Finance

A Bank of England official identified a big problem at the heart of London’s inflated commercial property market

The exterior of the newly constructed skyscraper, The Leadenhall Building, on September 15, 2014 in London, England. The skyscraper, located in the City of London, has been dubbed the 'Cheesegrater' for its distinctive shape. The building stands at 224 meters high and was designed by 'Rogers Stirk Harbour + Partners'.Oli Scarff/Getty Images

  • The Bank of England’s Alex Brazier warns on an the UK’s commercial property market.
  • The market is relying on interest rates remaining very low in the future, while also expecting growth conditions to be favourable.
  • The story of London’s commercial property market, was for many years, one of rampant expansion and surging prices. There is now evidence that the market has moved into a downturn.


LONDON — One of the Bank of England’s most senior officials identified an problem at the heart of London’s inflated commercial property market in a speech on Thursday evening.

Speaking at Imperial College London, Alex Brazier, the bank’s executive director for financial stability strategy and risk said that the way in which investors are attempting to make returns in the commercial property market UK-wide, but particularly in London, is unsustainable in the long run.

That’s because, Brazier says, the market is relying on interest rates remaining very low in the future, while also expecting growth conditions to be favourable. Ultimately, Brazier says, that’s not going to be the case.

“At the UK-wide level, commercial property prices rest on persistently low interest rates but at the same time, they’re factoring in typical rental growth prospects and degree of uncertainty around them,” he told the audience at Imperial’s Brevan Howard Centre for Financial Analysis.

“It seems unlikely that rates can be so persistently low without either weaker growth prospects or more uncertainty.”

London’s West End, Brazier said, is a point of special interest. He described the interest rate/growth prospect dichotomy as being “particularly stark,” in the area.
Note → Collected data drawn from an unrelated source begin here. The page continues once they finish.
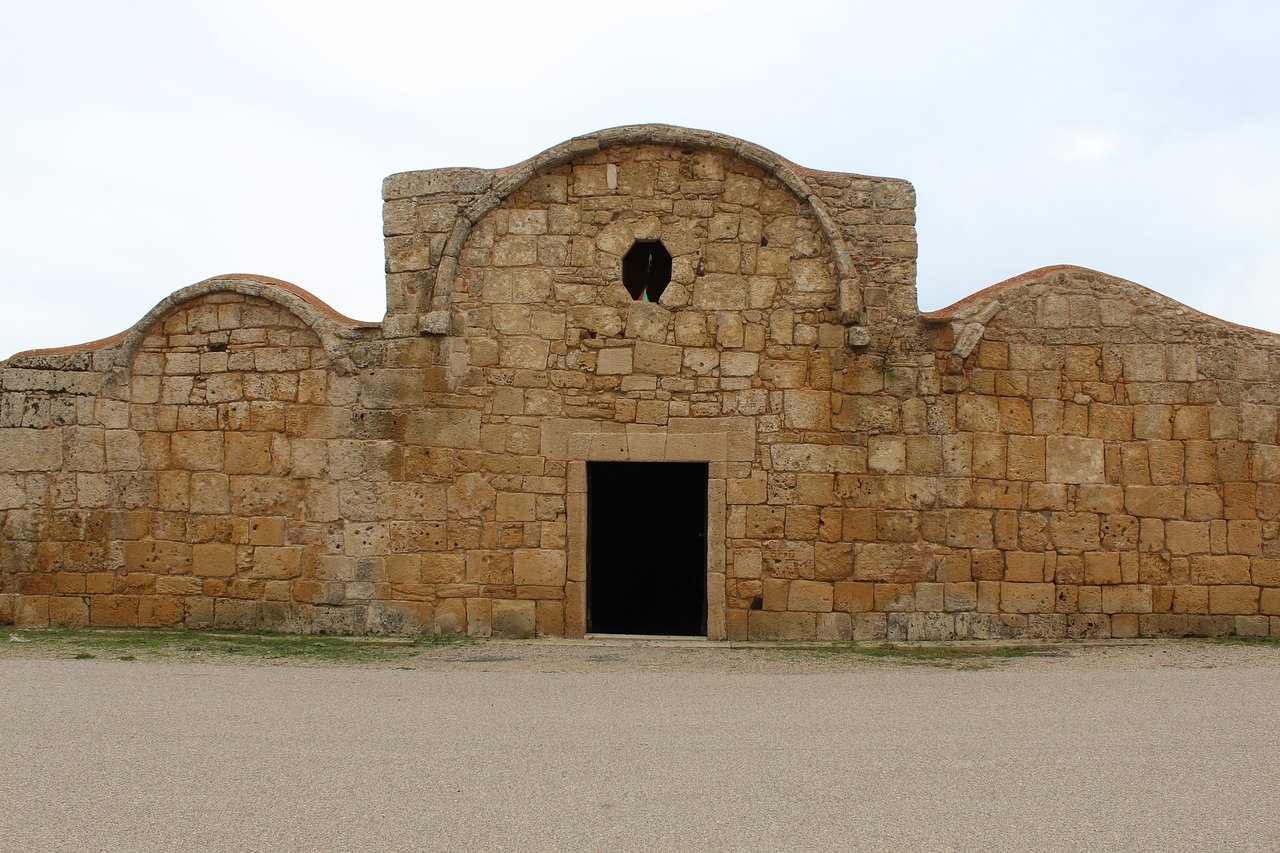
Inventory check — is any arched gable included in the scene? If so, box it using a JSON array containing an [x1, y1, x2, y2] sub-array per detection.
[[431, 124, 863, 323]]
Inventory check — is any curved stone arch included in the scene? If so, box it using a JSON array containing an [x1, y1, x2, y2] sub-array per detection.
[[114, 275, 374, 379], [431, 124, 863, 325]]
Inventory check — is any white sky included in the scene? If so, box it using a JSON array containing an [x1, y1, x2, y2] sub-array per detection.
[[0, 0, 1280, 357]]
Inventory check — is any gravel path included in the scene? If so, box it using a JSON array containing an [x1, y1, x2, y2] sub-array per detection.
[[0, 640, 1280, 850]]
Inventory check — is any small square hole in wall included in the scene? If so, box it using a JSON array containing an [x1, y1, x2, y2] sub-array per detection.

“In London’s West End Office markets, the picture is particularly stark. Even if the magic combination of persistently low rates and historically typical rental prospects comes true, valuation methodologies similar to those being developed by the industry point to prices 10% below today’s level.”
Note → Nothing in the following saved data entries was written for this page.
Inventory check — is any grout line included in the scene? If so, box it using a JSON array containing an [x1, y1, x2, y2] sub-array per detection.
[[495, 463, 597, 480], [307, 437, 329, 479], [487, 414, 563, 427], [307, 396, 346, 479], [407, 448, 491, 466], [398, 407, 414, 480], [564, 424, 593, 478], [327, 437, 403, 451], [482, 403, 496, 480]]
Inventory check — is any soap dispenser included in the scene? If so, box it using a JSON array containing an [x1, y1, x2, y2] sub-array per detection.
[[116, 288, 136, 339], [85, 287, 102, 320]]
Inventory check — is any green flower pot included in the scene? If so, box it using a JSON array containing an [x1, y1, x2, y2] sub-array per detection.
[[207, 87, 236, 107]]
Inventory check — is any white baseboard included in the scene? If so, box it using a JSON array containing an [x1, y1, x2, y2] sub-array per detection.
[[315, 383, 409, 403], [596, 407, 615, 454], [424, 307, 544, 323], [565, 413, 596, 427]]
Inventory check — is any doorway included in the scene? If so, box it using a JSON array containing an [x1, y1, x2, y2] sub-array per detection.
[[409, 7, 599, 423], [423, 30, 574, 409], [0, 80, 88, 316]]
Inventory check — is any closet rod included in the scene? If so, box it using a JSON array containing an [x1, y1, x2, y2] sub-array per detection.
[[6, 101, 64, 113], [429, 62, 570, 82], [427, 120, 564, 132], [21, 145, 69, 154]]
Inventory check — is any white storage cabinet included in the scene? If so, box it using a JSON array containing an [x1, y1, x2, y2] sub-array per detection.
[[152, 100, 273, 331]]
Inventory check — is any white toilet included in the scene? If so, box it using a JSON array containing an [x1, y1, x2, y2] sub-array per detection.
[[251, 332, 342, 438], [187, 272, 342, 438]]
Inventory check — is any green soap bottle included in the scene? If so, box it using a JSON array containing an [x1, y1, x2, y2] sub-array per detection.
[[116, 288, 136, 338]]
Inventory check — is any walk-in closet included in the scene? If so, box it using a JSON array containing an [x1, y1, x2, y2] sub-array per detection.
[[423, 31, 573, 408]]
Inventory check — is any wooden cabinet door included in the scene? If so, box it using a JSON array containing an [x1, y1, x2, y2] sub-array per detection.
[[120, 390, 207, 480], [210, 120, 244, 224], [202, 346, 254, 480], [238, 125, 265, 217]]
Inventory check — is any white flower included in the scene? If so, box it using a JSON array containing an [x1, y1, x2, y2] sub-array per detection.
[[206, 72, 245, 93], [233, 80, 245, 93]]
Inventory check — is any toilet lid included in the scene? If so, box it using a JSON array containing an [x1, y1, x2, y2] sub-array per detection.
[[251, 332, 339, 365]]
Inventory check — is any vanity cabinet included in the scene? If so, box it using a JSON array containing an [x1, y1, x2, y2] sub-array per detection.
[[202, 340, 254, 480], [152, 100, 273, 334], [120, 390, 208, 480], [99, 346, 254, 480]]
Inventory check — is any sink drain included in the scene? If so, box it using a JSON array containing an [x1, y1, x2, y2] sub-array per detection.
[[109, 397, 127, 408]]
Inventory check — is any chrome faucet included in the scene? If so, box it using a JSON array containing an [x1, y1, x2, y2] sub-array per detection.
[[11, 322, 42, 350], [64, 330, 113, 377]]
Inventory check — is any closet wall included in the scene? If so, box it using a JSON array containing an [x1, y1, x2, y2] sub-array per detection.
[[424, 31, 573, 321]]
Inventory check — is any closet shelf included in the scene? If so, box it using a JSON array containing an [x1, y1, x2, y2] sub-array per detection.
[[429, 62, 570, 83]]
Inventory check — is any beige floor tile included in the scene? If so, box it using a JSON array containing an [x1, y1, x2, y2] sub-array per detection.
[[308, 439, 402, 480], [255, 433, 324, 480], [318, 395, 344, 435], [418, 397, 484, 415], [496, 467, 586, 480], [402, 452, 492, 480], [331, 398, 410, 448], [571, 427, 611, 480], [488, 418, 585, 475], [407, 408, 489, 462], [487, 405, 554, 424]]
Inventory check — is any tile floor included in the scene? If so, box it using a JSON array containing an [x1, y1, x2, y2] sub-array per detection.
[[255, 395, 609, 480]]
No single factor can be blamed for this issue, Brazier said, arguing that a “range of underlying forces have driven down natural rates of interest, including demographics, perceived downside risks, expected productivity growth.”

“Precisely why these markets have become stretched is impossible to know for sure, but I’d caution against placing too much weight on monetary policy as the primary or underlying explanation,” he added.

The story of London’s commercial property market, was for many years, one of rampant expansion and surging prices. There is now evidence, however, that the market has moved into a downturn.

73% of surveyors responding to RICS’ quarterly UK Commercial Market Survey in October last year said the central London market was at some stage of a downturn, while 67% of respondents said the market is overpriced.

“The feedback to the … survey reflects some of the broader macro issues, with the underlying momentum in the occupier market a little firmer further away from the capital,” Simon Rubinsohn, RICS chief economist said at the time.